AC: En los próximos años sabremos las cosas más rápido, tendremos herramientas mejores para comprender el mundo. ¿Dónde está el límite?

No cabe duda de que cada vez se dan más y más descubrimientos científicos, pero al mismo tiempo se muere tanta gente de cáncer como siempre. Si habla con los médicos, tendrá los dos puntos de vista: que no estamos progresando en absoluto, o que avanzamos casi a diario. Y sospecho que las dos opiniones son ciertas. Si miramos el Big Bang del universo, por ejemplo. Representó un gran avance en los años 1928 y 1929, pero la llegada del ordenador cuántico todavía no se ha producido, y hace tiempo que está por llegar. ¿Comprendemos la antimateria? El otro día le decía a un miembro de la Royal Society: «¿Sabes? Me cuesta mucho entender el concepto de las 11 dimensiones», el de la teoría String. Y él me respondió, sonriendo: «Yo puedo calcularlo, ¡pero tampoco lo entiendo!».

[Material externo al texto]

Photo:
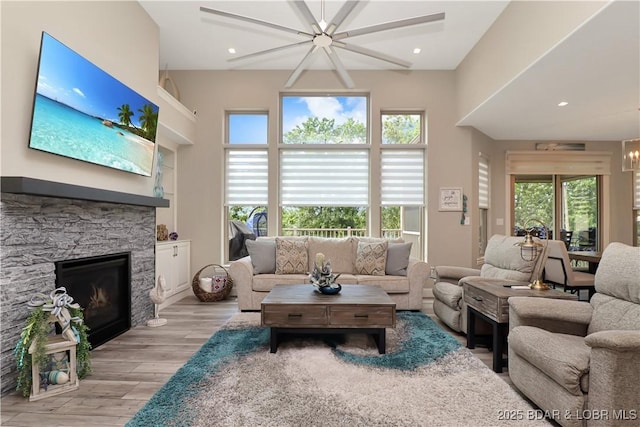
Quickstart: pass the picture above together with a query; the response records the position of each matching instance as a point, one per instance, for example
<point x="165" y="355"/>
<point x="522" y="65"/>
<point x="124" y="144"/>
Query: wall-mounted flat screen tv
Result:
<point x="83" y="113"/>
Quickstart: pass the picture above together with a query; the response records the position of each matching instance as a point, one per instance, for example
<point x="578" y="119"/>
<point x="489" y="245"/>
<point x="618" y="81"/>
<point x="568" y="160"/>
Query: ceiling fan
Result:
<point x="325" y="37"/>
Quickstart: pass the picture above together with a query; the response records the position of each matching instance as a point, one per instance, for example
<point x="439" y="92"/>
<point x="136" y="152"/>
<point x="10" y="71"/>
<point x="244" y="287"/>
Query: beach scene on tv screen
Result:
<point x="84" y="113"/>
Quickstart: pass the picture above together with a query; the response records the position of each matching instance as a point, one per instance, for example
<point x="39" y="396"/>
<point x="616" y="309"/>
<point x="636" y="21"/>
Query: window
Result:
<point x="331" y="172"/>
<point x="320" y="119"/>
<point x="401" y="128"/>
<point x="324" y="165"/>
<point x="247" y="128"/>
<point x="246" y="178"/>
<point x="483" y="202"/>
<point x="402" y="178"/>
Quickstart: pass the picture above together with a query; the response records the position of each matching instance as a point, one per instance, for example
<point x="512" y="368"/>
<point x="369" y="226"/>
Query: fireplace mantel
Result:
<point x="39" y="187"/>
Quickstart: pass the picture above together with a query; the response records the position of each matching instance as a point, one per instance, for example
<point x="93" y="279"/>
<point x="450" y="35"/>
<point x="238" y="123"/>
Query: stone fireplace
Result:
<point x="45" y="224"/>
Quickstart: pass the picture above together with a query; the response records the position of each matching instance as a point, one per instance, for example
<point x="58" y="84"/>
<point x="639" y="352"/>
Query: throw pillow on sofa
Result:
<point x="263" y="255"/>
<point x="371" y="258"/>
<point x="398" y="259"/>
<point x="291" y="256"/>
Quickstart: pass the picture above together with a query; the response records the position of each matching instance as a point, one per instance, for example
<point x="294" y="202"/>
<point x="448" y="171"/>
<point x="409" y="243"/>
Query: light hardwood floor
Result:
<point x="128" y="370"/>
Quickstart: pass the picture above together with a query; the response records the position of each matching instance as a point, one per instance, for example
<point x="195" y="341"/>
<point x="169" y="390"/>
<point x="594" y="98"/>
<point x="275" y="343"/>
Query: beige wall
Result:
<point x="119" y="37"/>
<point x="523" y="33"/>
<point x="201" y="180"/>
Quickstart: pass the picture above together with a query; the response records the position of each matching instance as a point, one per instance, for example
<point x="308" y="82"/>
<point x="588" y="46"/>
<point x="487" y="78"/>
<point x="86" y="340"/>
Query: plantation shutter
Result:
<point x="246" y="178"/>
<point x="483" y="183"/>
<point x="324" y="177"/>
<point x="636" y="190"/>
<point x="402" y="178"/>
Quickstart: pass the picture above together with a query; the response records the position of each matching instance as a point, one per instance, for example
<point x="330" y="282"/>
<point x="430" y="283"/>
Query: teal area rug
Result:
<point x="426" y="378"/>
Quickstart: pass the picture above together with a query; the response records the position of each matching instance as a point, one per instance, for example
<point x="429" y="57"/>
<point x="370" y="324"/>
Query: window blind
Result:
<point x="246" y="178"/>
<point x="558" y="162"/>
<point x="636" y="190"/>
<point x="402" y="178"/>
<point x="483" y="183"/>
<point x="321" y="177"/>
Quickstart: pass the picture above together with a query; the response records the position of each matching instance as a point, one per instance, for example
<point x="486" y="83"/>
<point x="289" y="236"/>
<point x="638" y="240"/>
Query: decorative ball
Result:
<point x="219" y="283"/>
<point x="58" y="377"/>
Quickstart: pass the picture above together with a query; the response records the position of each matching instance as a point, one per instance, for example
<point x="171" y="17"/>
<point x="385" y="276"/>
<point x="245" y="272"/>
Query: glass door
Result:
<point x="533" y="198"/>
<point x="579" y="212"/>
<point x="573" y="200"/>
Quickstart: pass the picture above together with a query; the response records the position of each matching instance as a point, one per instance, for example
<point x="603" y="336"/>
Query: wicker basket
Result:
<point x="219" y="295"/>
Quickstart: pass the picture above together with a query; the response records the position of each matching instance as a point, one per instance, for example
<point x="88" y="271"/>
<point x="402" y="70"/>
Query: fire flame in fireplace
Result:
<point x="98" y="298"/>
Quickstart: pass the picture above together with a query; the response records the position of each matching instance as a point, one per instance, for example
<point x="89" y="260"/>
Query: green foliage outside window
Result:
<point x="533" y="200"/>
<point x="400" y="129"/>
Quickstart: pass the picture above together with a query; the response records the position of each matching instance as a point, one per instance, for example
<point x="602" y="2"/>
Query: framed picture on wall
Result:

¿Qué significa que un matemático de primer orden sea capaz de calcular algo así, pero que siga sin comprenderlo? ¿Se llegará a considerar alguna vez que la filosofía y las matemáticas son lo mismo? ¿Tiene implicaciones filosóficas el hecho de que la comprensión de la realidad física requiera previamente de una comprensión avanzada de las matemáticas? ¿Es cierto que sólo la gente que entiende las matemáticas cuánticas puede comprender el mundo tal y como es? ¿Qué implicaría eso para la filosofía? No tengo respuestas.

Creo que el lenguaje es importante. Si observamos la historia de la ciencia, por ejemplo la biología de las décadas de 1830 o 1840, o la química orgánica de las décadas de 1860 y 1870, ambas aparecieron de la mano de un lenguaje nuevo. La psicología, en cambio, usa el lenguaje de la revolución precientífica. Todavía emplea palabras comopersonalidadcarácter. Me parece que algunos científicos están siendo rompedores con el lenguaje, y sólo entonces podrán progresar. Pero, ¿estamos avanzando en la comprensión de la conciencia? ¡No sé ni si sabemos cómo hablar de ella!

AC: Denoto un gran escepticismo respecto a nuevos descubrimientos, ¿o me equivoco?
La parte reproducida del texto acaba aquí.